Curling AI Simulation with MCTS and Bayesian Regression

This project implements a Monte Carlo Tree Search (MCTS) agent guided by a Bayesian regression model to simulate and evaluate curling games. It includes training a Bayesian model, testing its predictive accuracy, and running simulations to determine optimal strategic decisions such as Power Play timing.

Installation

Requirements

Python 3.13+
pip

Create a Virtual Environment (Required)

From the project root directory:

python3 -m venv venv

Activate the Virtual Environment

macOS / Linux

source venv/bin/activate

Windows (PowerShell)

venv\Scripts\Activate.ps1

Install Dependencies

With the virtual environment activated:

pip install --upgrade pip
pip install -r requirements.txt

Required packages include:

torch – Bayesian regression model
pyro-ppl – probabilistic inference (NUTS)
pandas – data processing
matplotlib – visualization
scikit-learn – evaluation metrics

Deactivate When Finished

deactivate

Note: The virtual environment folder (venv/) should not be committed to version control. Add it to .gitignore.

Project Overview

The project consists of three main components:

1. Bayesian Regression Model

Predicts expected end score (EV) from game features:

Hammer possession
Power Play usage
End number
Previous score difference

Provides both expected value and uncertainty.

2. EV Evaluation Function

Computes expected value for a given game state using posterior samples.

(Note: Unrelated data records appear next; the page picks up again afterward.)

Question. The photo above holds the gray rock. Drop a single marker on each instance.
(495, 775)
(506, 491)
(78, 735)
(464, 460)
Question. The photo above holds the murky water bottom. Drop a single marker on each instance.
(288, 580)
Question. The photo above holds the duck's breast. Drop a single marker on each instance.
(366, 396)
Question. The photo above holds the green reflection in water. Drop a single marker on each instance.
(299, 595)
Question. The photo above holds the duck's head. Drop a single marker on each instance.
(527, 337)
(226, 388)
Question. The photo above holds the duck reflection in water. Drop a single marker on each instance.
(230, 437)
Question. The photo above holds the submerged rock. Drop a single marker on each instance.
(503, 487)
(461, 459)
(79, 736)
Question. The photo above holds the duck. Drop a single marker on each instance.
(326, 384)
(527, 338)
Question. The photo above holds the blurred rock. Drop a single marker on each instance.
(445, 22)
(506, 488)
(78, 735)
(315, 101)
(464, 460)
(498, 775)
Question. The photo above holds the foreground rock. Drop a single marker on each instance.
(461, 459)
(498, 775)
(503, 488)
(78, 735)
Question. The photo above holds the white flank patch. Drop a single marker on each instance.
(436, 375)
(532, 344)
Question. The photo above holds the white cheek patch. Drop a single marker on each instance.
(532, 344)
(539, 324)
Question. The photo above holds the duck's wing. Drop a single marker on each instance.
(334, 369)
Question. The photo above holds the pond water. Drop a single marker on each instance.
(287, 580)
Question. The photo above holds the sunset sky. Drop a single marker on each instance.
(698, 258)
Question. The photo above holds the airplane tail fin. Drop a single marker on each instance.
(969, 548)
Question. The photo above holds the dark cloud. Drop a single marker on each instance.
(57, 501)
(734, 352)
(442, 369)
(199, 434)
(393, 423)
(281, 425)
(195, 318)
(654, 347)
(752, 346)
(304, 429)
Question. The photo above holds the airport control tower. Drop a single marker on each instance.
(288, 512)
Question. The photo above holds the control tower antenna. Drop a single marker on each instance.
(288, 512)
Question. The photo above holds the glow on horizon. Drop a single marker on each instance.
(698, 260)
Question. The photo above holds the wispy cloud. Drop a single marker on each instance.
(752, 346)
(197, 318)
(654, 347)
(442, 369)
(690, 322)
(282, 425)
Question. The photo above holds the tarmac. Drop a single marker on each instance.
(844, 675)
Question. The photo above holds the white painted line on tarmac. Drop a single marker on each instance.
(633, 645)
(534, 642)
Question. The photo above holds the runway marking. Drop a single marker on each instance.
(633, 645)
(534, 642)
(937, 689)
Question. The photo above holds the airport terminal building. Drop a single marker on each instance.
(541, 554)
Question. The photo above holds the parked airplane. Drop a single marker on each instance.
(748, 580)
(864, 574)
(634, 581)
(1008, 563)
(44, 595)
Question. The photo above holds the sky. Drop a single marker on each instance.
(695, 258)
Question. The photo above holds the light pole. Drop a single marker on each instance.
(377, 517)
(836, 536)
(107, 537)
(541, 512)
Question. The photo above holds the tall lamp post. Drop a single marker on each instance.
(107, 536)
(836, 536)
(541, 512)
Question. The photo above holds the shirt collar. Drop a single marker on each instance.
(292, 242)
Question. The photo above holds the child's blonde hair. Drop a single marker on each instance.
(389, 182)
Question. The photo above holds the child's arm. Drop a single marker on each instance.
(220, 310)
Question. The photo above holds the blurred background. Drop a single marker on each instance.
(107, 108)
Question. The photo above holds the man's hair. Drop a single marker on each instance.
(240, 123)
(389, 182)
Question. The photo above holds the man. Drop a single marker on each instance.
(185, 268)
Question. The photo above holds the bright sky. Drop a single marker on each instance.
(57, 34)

3. Monte Carlo Tree Search (MCTS)

Uses Bayesian EV predictions to guide tree search
Simulates stochastic scoring outcomes using empirical score tables
Learns optimal Power Play timing policies

Folder Structure

curling/
├── code
│   ├── bayesian_ev.py
│   ├── gamestate.py
│   ├── mcts.py
│   ├── prob_table.py
│   ├── run_mcts.py
│   ├── test.py
│   └── train_bayesian_model.py
│
├── data_processing
│   ├── data_analysis.ipynb
│   ├── data_processing.ipynb
│   ├── model_results
│   │   └── Model_Results_Continuous.csv
│   ├── processed_data
│   │   ├── bayesian_training.csv
│   │   ├── ends_processed.csv
│   │   ├── ends_with_counterfactual.csv
│   │   ├── games_processed.csv
│   │   └── stones_processed.csv
│   ├── train_test_data
│   │   ├── test_df.csv
│   │   └── train_df.csv
│   └── train_test_split.ipynb
│
├── figures
│   ├── analysis
│   │   ├── data_analysis
│   │   │   ├── hammer_response.csv
│   │   │   ├── opening_shot.csv
│   │   │   ├── powerplay_end_summary.csv
│   │   │   └── powerplay_entry_margin_stats_6_8.csv
│   │   ├── end_frequency_combined
│   │   │   ├── end_1_frequency_combined.png
│   │   │   ├── end_2_frequency_combined.png
│   │   │   ├── end_3_frequency_combined.png
│   │   │   ├── end_4_frequency_combined.png
│   │   │   ├── end_5_frequency_combined.png
│   │   │   ├── end_6_frequency_combined.png
│   │   │   ├── end_7_frequency_combined.png
│   │   │   └── end_8_frequency_combined.png
│   │   └── simulation_statistics
│   │       ├── analysis_100000_both.csv
│   │       └── analysis_margin100000_both.csv
│   ├── analysis.py
│   ├── exploratory_graphs.py
│   ├── graphs
│   │   ├── distribution_pp_tail.png
│   │   ├── frequency_end_100000.png
│   │   ├── pp_effectiveness.png
│   │   ├── win_after_5_100000.png
│   │   ├── win_after_6_100000.png
│   │   ├── win_after_7_100000.png
│   │   └── win_draw_100000.png
│   ├── graphs.py
│   ├── shot_effect.py
│   └── simulations
│       └── frequency_dict_100000.json
│
├── requirements.txt
└── weights
    ├── testing_weights
    │   └── unitddpm_BaysianRegression_20260111_193054_82cf67d5_weights.pt
    └── unitddpm_BaysianRegression_20260111_193019_830f987c_weights.pt

Code Reference: File-by-File Overview

This section describes the purpose and functionality of each core Python file in the project.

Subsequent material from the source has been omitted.